Similarly, we can compare the true latent "utility function" $\lambda(x)$ to the (mean-shifted) BART forest predictions.

In [None]:
lambda_pred_train = bart_model.y_hat_train.mean(axis=1) - bart_model.y_hat_train.mean()
lambda_pred_test = bart_model.y_hat_test.mean(axis=1) - bart_model.y_hat_test.mean()
corr_train = np.corrcoef(true_lambda[train_inds], lambda_pred_train)[0, 1]
corr_test = np.corrcoef(true_lambda[test_inds], lambda_pred_test)[0, 1]

fig, (ax1, ax2) = plt.subplots(1, 2, figsize=(12, 5))
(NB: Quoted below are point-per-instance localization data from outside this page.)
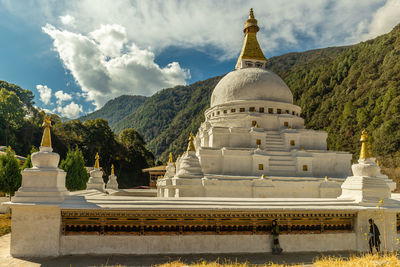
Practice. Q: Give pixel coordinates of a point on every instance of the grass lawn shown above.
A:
(354, 261)
(5, 224)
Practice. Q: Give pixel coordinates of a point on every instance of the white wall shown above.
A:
(188, 244)
(35, 231)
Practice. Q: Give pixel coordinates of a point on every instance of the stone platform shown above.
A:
(91, 222)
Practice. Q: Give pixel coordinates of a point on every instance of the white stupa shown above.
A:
(44, 182)
(252, 128)
(96, 177)
(112, 183)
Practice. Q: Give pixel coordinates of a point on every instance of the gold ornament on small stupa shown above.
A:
(191, 144)
(46, 138)
(365, 152)
(97, 163)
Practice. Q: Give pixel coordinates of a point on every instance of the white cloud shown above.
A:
(71, 111)
(385, 19)
(105, 65)
(67, 20)
(285, 24)
(61, 96)
(45, 93)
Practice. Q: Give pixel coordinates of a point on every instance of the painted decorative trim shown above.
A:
(191, 222)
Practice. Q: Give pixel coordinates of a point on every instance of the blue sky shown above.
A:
(77, 55)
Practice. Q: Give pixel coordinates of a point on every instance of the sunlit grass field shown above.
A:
(5, 224)
(366, 260)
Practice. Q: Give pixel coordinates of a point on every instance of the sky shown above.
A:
(77, 55)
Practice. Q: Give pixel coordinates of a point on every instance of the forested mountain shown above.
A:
(340, 89)
(166, 119)
(116, 109)
(20, 128)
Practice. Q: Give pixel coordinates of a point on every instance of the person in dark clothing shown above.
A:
(374, 234)
(276, 248)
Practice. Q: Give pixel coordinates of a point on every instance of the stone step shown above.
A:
(278, 153)
(273, 139)
(281, 163)
(289, 168)
(275, 143)
(275, 146)
(282, 157)
(281, 173)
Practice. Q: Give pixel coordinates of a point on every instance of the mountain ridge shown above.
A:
(332, 86)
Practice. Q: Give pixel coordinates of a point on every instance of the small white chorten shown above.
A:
(170, 169)
(366, 185)
(96, 177)
(112, 180)
(189, 166)
(44, 182)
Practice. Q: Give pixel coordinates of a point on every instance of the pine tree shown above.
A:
(10, 174)
(74, 165)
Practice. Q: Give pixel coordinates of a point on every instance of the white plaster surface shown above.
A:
(96, 181)
(4, 208)
(251, 84)
(188, 244)
(112, 182)
(35, 230)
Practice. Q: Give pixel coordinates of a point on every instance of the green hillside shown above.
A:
(340, 89)
(166, 119)
(116, 109)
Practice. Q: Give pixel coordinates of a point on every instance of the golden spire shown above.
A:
(46, 138)
(96, 163)
(191, 144)
(365, 152)
(251, 48)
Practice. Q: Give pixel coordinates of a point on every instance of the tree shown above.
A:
(28, 162)
(10, 174)
(74, 165)
(11, 114)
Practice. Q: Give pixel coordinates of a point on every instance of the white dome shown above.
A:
(251, 84)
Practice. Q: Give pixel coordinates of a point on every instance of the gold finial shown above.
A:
(251, 48)
(191, 144)
(46, 138)
(365, 152)
(96, 163)
(251, 14)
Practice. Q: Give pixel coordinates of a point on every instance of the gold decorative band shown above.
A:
(178, 222)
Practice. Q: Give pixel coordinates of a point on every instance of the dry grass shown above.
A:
(5, 224)
(366, 260)
(217, 264)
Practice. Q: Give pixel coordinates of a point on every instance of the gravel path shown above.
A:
(90, 260)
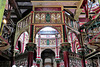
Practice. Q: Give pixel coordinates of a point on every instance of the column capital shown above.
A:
(30, 46)
(65, 46)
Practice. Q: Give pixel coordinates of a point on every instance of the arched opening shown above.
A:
(21, 43)
(48, 56)
(48, 36)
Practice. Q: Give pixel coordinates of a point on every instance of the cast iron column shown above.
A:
(65, 47)
(38, 60)
(58, 62)
(30, 47)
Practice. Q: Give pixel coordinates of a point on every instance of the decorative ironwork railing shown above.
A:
(71, 22)
(23, 23)
(48, 17)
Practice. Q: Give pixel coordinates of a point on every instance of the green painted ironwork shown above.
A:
(48, 17)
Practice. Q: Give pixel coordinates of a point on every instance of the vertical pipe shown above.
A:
(30, 59)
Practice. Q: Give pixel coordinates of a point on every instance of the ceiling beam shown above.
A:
(23, 0)
(25, 7)
(70, 6)
(14, 5)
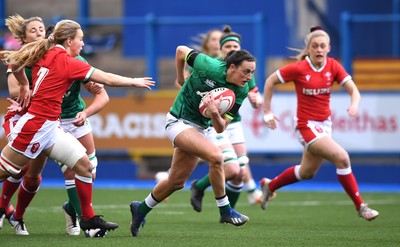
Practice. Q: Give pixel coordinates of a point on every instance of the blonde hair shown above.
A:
(17, 26)
(31, 53)
(307, 40)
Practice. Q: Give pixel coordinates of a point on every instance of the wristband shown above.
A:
(268, 117)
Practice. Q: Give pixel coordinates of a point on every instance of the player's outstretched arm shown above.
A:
(114, 80)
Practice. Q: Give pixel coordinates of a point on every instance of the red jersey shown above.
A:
(313, 87)
(52, 76)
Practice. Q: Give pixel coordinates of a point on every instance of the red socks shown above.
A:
(286, 177)
(84, 190)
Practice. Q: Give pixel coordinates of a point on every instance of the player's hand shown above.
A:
(24, 98)
(95, 87)
(269, 120)
(211, 104)
(80, 118)
(145, 82)
(14, 106)
(255, 99)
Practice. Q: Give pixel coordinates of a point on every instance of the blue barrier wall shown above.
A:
(282, 22)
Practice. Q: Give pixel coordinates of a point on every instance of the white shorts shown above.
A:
(76, 131)
(174, 126)
(314, 131)
(233, 134)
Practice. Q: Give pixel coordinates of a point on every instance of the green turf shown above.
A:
(292, 219)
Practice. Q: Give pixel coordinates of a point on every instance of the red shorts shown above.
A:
(312, 131)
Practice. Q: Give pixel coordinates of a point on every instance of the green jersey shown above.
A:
(208, 73)
(72, 100)
(252, 84)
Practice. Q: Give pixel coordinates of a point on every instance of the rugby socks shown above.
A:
(84, 188)
(288, 176)
(28, 190)
(349, 183)
(148, 204)
(10, 185)
(233, 192)
(203, 183)
(73, 205)
(223, 204)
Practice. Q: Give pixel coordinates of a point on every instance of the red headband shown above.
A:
(315, 28)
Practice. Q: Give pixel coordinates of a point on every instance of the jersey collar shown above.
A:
(313, 67)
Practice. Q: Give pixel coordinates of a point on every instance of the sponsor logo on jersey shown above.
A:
(35, 147)
(210, 83)
(316, 91)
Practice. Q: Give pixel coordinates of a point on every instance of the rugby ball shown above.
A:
(227, 97)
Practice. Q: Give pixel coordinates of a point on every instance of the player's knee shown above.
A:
(22, 173)
(31, 184)
(83, 167)
(215, 158)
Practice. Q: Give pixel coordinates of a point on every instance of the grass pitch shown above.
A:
(292, 219)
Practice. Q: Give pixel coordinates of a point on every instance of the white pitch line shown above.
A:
(211, 205)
ax1.scatter(lambda_pred_train, true_lambda[train_inds], alpha=0.3, s=10)
ax1.axline((0, 0), slope=1, color="blue", linewidth=2)
ax1.set_title("Train Set: Predicted vs Actual")
ax1.set_xlabel("Predicted")
ax1.set_ylabel("Actual")
ax1.text(0.05, 0.95, f"Correlation: {corr_train:.3f}", transform=ax1.transAxes,
         color="red", verticalalignment="top")

ax2.scatter(lambda_pred_test, true_lambda[test_inds], alpha=0.3, s=10)
ax2.axline((0, 0), slope=1, color="blue", linewidth=2)
ax2.set_title("Test Set: Predicted vs Actual")
ax2.set_xlabel("Predicted")
ax2.set_ylabel("Actual")
ax2.text(0.05, 0.95, f"Correlation: {corr_test:.3f}", transform=ax2.transAxes,
         color="red", verticalalignment="top")

plt.tight_layout()
plt.show()

Finally, we compare the estimated posterior mean class probabilities with the true simulated value for each class on the training set.

In [None]:
fig, axes = plt.subplots(1, n_categories, figsize=(15, 5))
for j in range(n_categories):
    corr = np.corrcoef(true_probs[train_inds, j], est_probs_train[:, j])[0, 1]
    axes[j].scatter(true_probs[train_inds, j], est_probs_train[:, j], alpha=0.3, s=10)
    axes[j].axline((0, 0), slope=1, color="blue", linewidth=2)
    axes[j].set_title(f"Training Set: True vs Estimated Probability, Class {j + 1}")
    axes[j].set_xlabel("True Class Probability")
    axes[j].set_ylabel("Estimated Class Probability")
    axes[j].text(0.05, 0.95, f"Correlation: {corr:.3f}", transform=axes[j].transAxes,
                 color="red", verticalalignment="top")
plt.tight_layout()
plt.show()

And we run the same comparison on the test set.

In [None]:
fig, axes = plt.subplots(1, n_categories, figsize=(15, 5))
for j in range(n_categories):
    corr = np.corrcoef(true_probs[test_inds, j], est_probs_test[:, j])[0, 1]
    axes[j].scatter(true_probs[test_inds, j], est_probs_test[:, j], alpha=0.3, s=10)
    axes[j].axline((0, 0), slope=1, color="blue", linewidth=2)
    axes[j].set_title(f"Test Set: True vs Estimated Probability, Class {j + 1}")
    axes[j].set_xlabel("True Class Probability")
    axes[j].set_ylabel("Estimated Class Probability")
    axes[j].text(0.05, 0.95, f"Correlation: {corr:.3f}", transform=axes[j].transAxes,
                 color="red", verticalalignment="top")
plt.tight_layout()
plt.show()

# References

Alam, Entejar, and Antonio R Linero. 2025. “A Unified Bayesian Nonparametric Framework for Ordinal, Survival, and Density Regression Using the Complementary Log-Log Link.” *arXiv Preprint arXiv:2502.00606*.